Research talk:Understanding Wikidata's Value/Work log/2017-09-02
Add topicSaturday, September 2, 2017
[edit]The following are our hypotheses related to how Wikidata predicted entity quality and page views (in client pages) relates with edit types (types being bot, semi-automated, logged-in user, and anon). We use ORES for predicted quality which has a scale of E to A where A is the best quality. We use the Perfect Alignment Hypothesis to derive 5 classes of page view counts.
Hypothesis 1: When the entity quality class is fairly low (D or C) and the entity's views are in a lower class than the quality, bots and semi-automated edits are higher in proportion compared to aligned entities of the same quality. Logged-in user and anon edits are thus lower in proportion.
Rationale for Hypothesis 1: Bots create misalignment by making poor quality, low-viewed entities into somewhat better quality.
Hypothesis 2: High quality class (B or A) aligned data has a higher percentage of human (logged-in user and anon) edits compared to lower quality class aligned data.

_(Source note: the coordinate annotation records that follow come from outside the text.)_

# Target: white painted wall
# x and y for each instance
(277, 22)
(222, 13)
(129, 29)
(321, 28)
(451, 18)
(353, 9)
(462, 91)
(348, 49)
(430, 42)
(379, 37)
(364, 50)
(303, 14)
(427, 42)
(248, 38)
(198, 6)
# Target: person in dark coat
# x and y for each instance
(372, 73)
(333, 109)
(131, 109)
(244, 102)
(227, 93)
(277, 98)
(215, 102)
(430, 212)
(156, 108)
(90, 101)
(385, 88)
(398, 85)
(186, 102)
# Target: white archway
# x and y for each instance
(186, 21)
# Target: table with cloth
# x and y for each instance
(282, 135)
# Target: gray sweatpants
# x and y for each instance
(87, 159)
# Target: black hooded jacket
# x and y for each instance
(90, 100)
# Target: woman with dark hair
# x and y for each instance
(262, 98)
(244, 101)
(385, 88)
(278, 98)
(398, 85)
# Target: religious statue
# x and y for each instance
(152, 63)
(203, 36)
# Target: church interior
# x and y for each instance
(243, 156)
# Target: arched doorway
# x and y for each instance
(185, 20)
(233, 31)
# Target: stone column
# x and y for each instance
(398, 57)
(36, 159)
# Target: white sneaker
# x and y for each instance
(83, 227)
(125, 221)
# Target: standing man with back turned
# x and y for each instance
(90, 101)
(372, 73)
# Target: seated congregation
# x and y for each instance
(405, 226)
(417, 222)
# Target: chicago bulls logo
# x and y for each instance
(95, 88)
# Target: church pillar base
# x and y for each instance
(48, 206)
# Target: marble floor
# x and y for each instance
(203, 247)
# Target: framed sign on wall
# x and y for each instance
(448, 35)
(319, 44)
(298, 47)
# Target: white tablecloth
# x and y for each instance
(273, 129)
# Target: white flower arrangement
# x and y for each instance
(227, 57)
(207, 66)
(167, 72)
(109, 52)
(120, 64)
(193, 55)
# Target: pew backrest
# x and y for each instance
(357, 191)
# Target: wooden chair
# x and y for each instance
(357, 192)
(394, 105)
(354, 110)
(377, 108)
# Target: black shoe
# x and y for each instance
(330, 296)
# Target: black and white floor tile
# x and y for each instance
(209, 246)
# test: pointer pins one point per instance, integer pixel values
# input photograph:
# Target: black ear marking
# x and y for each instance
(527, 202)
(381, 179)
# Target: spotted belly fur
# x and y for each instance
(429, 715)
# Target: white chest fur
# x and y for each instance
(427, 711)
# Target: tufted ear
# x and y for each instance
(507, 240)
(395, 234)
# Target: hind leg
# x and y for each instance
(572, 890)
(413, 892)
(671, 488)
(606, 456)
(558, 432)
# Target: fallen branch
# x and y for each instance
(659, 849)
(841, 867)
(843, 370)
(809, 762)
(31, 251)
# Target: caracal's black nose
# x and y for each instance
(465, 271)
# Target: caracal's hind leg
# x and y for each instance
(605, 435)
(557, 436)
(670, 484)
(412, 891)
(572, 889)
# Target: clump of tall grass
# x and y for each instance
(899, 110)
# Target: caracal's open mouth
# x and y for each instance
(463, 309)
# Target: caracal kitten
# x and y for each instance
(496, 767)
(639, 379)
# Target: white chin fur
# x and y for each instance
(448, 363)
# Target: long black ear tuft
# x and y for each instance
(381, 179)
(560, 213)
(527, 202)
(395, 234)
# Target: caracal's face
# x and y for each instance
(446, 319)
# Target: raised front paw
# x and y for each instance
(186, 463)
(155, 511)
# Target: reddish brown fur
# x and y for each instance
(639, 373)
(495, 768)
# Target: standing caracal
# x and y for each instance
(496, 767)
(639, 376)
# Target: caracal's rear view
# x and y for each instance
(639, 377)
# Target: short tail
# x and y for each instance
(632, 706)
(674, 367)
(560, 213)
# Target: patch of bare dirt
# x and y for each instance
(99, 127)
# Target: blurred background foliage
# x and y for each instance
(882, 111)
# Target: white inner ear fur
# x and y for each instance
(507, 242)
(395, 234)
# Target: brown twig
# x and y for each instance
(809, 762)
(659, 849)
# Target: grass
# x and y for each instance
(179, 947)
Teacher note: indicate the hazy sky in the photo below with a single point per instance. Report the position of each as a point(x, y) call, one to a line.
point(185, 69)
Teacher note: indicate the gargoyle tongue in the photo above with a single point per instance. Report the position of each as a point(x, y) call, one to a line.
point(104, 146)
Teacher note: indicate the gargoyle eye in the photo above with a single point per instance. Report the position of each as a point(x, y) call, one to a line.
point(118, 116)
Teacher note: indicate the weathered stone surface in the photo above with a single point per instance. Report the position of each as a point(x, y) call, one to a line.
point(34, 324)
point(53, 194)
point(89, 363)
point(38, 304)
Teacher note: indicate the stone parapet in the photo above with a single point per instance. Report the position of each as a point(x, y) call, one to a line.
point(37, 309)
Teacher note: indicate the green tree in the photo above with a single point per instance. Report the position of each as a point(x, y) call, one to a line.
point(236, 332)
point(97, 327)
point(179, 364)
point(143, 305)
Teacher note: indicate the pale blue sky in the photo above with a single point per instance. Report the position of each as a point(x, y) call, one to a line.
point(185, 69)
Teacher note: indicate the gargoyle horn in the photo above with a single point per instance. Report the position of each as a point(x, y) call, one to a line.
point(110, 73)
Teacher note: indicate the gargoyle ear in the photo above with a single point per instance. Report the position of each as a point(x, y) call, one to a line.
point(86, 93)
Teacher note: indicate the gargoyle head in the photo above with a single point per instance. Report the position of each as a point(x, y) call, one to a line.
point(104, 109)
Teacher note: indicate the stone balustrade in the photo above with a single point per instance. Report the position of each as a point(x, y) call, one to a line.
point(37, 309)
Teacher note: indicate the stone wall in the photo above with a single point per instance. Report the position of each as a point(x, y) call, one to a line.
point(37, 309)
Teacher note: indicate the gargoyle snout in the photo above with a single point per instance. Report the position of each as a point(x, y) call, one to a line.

Bot and semi-automated edits are thus lower in proportion.
Hypothesis 3: High quality class (B or A) misaligned data has a higher percentage of human (logged-in user and anon) edits compared to lower quality class misaligned data. Bot and semi-automated edits are thus lower in proportion.
Rationale for Hypotheses 2 and 3: It takes human (logged-in user and anon) edits to get an entity to become really high quality.